Lift the Moratorium on Federal Coal
March 9, 2017
Coal is declining as a source of power, say critics, because cheap and abundant natural gas is keeping coal in the ground and away from power plants.
Today, coal generates a third of the nation’s electricity, a steep drop from its 50 percent market share when President Obama took office. Coincidence? We don’t think so. Team Obama spent eight years issuing regulation after regulation, piling costs on coal miners and power plants, hobbling coal’s ability to compete with natural gas.
Now that’s changing. Honoring a pledge made in his campaign, President Trump with the help of Congress has already removed the stream rule, one of the costliest regulations aimed at coal communities. Another policy that richly deserves the axe is the current moratorium on new federal coal leases. Imposed in the waning days of the Obama administration, the ban affects production throughout Wyoming, Montana, Colorado and Utah, a region that provides the nation’s largest and growing source of coal, much of it used in power plants in the populous Eastern half of the country.
The moratorium rests on politically contrived reasoning. Team Obama accused coal operators of cheating taxpayers by paying low royalties. This accusation is counter factual. A report prepared by Norwest Corporation revealed that the Secretary of the Interior uncritically accepted incomplete and manipulated data from several advocacy organizations to suggest that federal coal producers pay below market royalties and fees. In fact, Norwest shows that federal coal producers are paying above-market royalty rates as well as bonus bids and other fees that are rarely, if ever, charged on private coal leases.
When all fees and royalties are considered, almost 40 cents of every dollar of federal coal sales from the Powder River Basin goes to the government. This helps to explain why annual leasing revenues in 2015 doubled the amount received 12 years ago.
The moratorium was never about a fair return to taxpayers, and all about capitulating to the demands of the “keep-it-in-the-ground’ movement. From this movement came the second rationale — the feared impact on global temperatures from burning federal coal. The impact from the volume of coal affected by the federal coal moratorium would be trifling if measurable at all. The entire volume of federal coal produced from the Powder River Basin amounts to a mere 4.7 percent of the world’s total production.

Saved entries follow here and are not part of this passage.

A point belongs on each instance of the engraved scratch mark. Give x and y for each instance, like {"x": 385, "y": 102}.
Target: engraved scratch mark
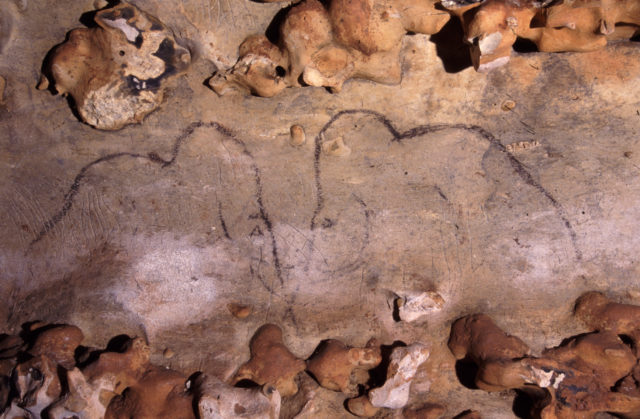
{"x": 421, "y": 130}
{"x": 154, "y": 157}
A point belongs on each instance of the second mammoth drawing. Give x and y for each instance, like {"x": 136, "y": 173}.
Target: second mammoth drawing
{"x": 326, "y": 43}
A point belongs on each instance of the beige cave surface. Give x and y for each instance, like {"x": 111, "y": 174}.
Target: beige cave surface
{"x": 509, "y": 193}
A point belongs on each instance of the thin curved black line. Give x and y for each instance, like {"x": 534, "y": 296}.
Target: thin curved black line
{"x": 155, "y": 158}
{"x": 398, "y": 136}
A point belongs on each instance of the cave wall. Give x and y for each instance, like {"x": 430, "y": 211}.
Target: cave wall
{"x": 510, "y": 212}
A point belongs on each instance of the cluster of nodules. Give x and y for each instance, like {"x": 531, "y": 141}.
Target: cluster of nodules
{"x": 117, "y": 72}
{"x": 593, "y": 372}
{"x": 46, "y": 373}
{"x": 326, "y": 43}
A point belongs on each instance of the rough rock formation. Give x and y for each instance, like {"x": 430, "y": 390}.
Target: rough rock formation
{"x": 336, "y": 366}
{"x": 219, "y": 400}
{"x": 325, "y": 46}
{"x": 568, "y": 25}
{"x": 271, "y": 362}
{"x": 117, "y": 72}
{"x": 404, "y": 363}
{"x": 415, "y": 305}
{"x": 586, "y": 374}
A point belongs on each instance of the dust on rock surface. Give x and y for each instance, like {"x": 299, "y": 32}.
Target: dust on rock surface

Although the volumes of coal affected by the moratorium are too small to reduce global warming, they are not too small to reduce employment prospects here at home. Mining federal coal directly accounts for more than 14,000 high wage jobs with good benefits and supports more than 55,000 jobs throughout coal’s broad supply chain. (MSHA preliminary 2016).
Best of all, lifting the moratorium requires little more than a pen in the hand of Interior Secretary Zinke. A quick way to get the country’s energy policy back on track.